Most humans have been washing their hands since childhood, but I bet very few of us have been doing it correctly. Because of the effectiveness of hand-washing with soap in preventing the spread of COVID-19, the CDC and the WHO (and health professionals everywhere) both make it their top recommendation and provide guidance on how to do it properly: CDC hand-washing instructions, WHO hand-washing instructions.
Lather your hands by rubbing them together with the soap. Be sure to lather the backs of your hands, between your fingers, and under your nails. Scrub your hands for at least 20 seconds. Need a timer? Hum the “Happy Birthday” song from beginning to end twice.
Here’s a video from the WHO on proper hand-washing technique (and a similar one from Johns Hopkins that has subtitles):
And a graphic from the WHO:

And if you’re getting sick of singing Happy Birthday while washing your hands, a site called Wash Your Lyrics can help you make a hand-washing infographic with your favorite song’s lyrics.
Great interview with Portrait of a Lady on Fire director Céline Sciamma. I saw this earlier in the week and *loved* it.
According to an ongoing investigation at The Atlantic, the US has tested only about 14,000 people for COVID-19 so far (a stat CDC data seems to confirm). 14,000 out of 330 million people. Olga Khazan writes about the four main reasons why the US is so behind in testing for the virus.
Interviews with laboratory directors and public-health experts reveal a Fyre-Festival-like cascade of problems that have led to a dearth of tests at a time when America desperately needs them. The issues began with onerous requirements for the labs that make the tests, continued because of arcane hurdles that prevented researchers from getting the right supplies, and extended to a White House that seemed to lack cohesion in the pandemic’s early days. Getting out lots of tests for a new disease is a major logistical and scientific challenge, but it can be pulled off with the help of highly efficient, effective government leadership. In this case, such leadership didn’t appear to exist.

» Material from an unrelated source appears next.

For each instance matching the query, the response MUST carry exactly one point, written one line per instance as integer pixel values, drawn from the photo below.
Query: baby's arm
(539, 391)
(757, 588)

Here’s another take on the problem from a few days ago in the NY Times.
The US has bungled the situation so badly that a pair of Chinese foundations announced this morning that they were donating 500,000 testing kits and 1 million masks to the US. Last month in my Asian travelogue, I wrote that my main observation after spending three weeks in Asia was: “America is a rich country that feels like a poor country”. That we have to rely on foreign aid in situations like this is a good example of what I was referring to.